I don't know about the rest of you, but this "likes me not."

------
electromagnetic
I fail to see the point or message behind this piece, it's all pure
speculation and fantasy. Disgustingly so.

> Mainstream publishing is focused more on creating the market through one hit
> wonders. Mainstream publishing spends millions on trying to find the next
> Brown, Rowling, Meyer, or Roberts...

Erm, no it actually doesn't. It doesn't spend a penny on trying to find
anyone, because you can't. It's not like music where you can scour a few
'battle of the bands' and maybe find some kids with talent.

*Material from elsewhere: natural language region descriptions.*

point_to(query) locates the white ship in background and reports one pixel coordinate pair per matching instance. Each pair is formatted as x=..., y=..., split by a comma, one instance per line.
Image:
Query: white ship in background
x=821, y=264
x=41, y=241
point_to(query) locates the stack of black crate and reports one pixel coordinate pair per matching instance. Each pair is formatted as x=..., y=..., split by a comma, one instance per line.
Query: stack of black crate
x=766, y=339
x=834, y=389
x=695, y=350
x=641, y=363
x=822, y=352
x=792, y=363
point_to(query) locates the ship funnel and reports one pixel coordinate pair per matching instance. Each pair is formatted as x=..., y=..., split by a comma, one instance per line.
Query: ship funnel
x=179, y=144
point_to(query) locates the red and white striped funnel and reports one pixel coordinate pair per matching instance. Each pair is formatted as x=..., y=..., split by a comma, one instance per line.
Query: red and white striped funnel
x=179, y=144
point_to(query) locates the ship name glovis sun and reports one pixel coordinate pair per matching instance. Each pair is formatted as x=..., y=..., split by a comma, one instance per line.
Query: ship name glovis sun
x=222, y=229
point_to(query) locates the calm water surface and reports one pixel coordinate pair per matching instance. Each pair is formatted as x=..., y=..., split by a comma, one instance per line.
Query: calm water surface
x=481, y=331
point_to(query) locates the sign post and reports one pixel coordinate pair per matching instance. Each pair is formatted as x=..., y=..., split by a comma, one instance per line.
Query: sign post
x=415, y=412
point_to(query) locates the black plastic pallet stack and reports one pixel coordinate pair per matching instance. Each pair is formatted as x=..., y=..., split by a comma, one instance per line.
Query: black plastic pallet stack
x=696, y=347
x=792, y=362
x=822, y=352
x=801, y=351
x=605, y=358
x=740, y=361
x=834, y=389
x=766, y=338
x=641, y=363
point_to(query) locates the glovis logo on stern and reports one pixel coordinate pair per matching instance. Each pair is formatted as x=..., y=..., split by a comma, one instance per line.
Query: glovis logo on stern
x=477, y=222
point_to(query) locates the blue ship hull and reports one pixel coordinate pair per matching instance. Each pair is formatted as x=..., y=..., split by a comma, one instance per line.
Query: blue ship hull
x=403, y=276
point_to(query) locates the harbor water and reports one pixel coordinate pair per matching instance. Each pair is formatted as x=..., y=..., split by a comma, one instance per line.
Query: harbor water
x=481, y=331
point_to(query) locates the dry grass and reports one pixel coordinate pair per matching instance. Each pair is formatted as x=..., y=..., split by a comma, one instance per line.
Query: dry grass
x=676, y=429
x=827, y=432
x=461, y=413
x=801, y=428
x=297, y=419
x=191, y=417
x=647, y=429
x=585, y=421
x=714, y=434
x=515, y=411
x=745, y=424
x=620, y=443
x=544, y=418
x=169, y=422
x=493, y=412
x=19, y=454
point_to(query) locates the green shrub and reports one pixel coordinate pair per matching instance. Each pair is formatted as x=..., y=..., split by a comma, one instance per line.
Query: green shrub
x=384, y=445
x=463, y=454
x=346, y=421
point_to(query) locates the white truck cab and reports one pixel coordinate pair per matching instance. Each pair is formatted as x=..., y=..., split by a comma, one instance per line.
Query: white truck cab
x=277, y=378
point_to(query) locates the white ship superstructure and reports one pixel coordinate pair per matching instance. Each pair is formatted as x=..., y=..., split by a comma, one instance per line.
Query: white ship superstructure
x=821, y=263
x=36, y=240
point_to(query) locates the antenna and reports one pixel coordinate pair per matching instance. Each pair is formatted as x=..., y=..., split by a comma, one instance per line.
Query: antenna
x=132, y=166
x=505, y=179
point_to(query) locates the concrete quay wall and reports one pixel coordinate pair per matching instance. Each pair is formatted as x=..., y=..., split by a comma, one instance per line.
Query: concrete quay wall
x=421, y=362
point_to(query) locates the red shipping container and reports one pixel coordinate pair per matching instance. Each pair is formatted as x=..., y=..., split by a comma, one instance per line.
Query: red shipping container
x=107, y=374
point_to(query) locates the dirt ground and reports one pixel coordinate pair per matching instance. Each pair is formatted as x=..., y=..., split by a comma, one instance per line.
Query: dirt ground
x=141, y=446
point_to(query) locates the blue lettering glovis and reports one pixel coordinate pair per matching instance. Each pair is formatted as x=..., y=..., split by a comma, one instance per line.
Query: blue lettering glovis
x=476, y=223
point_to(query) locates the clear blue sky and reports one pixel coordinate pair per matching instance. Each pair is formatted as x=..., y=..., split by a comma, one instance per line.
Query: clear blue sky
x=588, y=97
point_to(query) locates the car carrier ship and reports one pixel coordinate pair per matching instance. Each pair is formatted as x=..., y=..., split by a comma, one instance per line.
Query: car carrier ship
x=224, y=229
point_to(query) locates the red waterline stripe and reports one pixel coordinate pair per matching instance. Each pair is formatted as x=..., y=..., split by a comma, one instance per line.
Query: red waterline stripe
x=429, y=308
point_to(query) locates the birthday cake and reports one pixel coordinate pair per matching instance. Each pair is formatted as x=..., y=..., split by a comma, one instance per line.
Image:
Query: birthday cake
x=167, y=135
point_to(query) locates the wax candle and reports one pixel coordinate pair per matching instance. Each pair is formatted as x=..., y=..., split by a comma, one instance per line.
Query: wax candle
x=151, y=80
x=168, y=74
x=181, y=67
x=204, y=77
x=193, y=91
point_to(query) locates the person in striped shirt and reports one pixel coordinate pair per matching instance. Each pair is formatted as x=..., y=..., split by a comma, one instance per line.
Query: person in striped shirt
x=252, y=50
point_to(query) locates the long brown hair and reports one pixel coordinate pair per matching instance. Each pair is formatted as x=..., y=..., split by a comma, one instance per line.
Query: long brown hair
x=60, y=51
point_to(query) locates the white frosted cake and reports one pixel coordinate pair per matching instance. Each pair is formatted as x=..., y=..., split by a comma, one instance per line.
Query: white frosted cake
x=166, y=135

Writers arrive at random and unpredictably when an agent takes on their
manuscript. Mayer had a dream, wrote a book about it, got an agent (who
realized it was good) and someone at Little, Brown and Company recognized that
the 4 book series was worth an advance of $750,000 dollars so she wouldn't go
elsewhere with it.

I'm sorry, but suggesting a single anything will kill mainstream publishing is
preposterous. There's three things that could do it: #1 lack of new talent
(doubtful, if anything there's more talent now than ever before), #2 lack of
readers (again currently doubtful due to the fact that global book sales is
increasing, even in the UK which currently authors more new titles per year
than the US, despite having 1/5 the population) and #3 they fail to adapt to
new technology (again doubtful, many publishers seem to be well involved with
eBooks, which seems to be led credence by the fact that virtually every agent
on planet Earth is walking around with a Kindle, Sony Reader or equivalent).
The only thing currently affecting book publishers is the economic recession,
which just like any industry is putting poor performers out of business and in
a couple of months will reward good performers richly.

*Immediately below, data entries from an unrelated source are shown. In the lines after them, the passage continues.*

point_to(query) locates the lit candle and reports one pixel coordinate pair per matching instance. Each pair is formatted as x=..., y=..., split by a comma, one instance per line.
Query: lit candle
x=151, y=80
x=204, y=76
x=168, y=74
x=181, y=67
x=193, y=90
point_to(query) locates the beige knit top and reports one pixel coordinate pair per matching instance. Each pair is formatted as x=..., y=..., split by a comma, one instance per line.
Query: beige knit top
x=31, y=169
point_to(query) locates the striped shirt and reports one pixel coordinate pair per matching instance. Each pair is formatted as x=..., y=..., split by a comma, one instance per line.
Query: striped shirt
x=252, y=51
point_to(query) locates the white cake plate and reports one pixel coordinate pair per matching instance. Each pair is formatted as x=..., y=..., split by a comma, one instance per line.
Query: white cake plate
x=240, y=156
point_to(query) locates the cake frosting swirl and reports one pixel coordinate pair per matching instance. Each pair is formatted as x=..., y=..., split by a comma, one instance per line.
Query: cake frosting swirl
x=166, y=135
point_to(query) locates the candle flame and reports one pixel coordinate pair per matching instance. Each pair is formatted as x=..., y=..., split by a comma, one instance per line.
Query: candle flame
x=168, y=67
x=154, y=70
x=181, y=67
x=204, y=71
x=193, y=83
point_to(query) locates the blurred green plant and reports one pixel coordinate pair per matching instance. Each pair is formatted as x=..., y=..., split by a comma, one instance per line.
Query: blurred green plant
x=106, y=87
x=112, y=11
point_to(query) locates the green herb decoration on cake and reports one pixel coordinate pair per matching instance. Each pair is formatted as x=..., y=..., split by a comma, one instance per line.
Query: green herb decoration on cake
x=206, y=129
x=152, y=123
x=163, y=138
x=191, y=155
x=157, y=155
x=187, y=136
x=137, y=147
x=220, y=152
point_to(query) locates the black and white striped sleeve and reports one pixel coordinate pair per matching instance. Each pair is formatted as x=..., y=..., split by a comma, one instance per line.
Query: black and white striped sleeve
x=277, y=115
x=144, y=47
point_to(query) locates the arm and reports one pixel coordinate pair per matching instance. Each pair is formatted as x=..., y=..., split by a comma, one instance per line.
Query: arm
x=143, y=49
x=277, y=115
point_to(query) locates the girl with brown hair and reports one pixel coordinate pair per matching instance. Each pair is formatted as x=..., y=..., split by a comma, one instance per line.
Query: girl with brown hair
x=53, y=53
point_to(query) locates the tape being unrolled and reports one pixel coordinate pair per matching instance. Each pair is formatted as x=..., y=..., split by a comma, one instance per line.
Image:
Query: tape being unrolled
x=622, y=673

The suggestion that self-publishing is ever going to do anything is stupid,
which tells me a lot about the blog. Anyone who knows anything about
publishing, is that you should avoid self-publishing like cancer, because
that's what it is. When a company will offer $750,000 to a new author with a
great story, why would anyone want to _pay thousands_ to a company that just
hands you a giant pile of unedited books?

This blog article honestly disgusts me, as does the blog. Their knowledge is
sub par, their criticism and judgment is equally so.

For Amazon to get anywhere in publishing it would be by offering bigger
advances, bigger percentages and offering more money to the authors. Amazon
can't do a thing without authors, and Amazon isn't going to get anywhere
without being able to draw masses of talented authors, which they cannot
possibly do without offering crazy percentages and advances to authors...
which will only make the amazons 'publishing' _more_ likely to fail. Bluh,
it's just stupid faulty logic and it hurts my brain.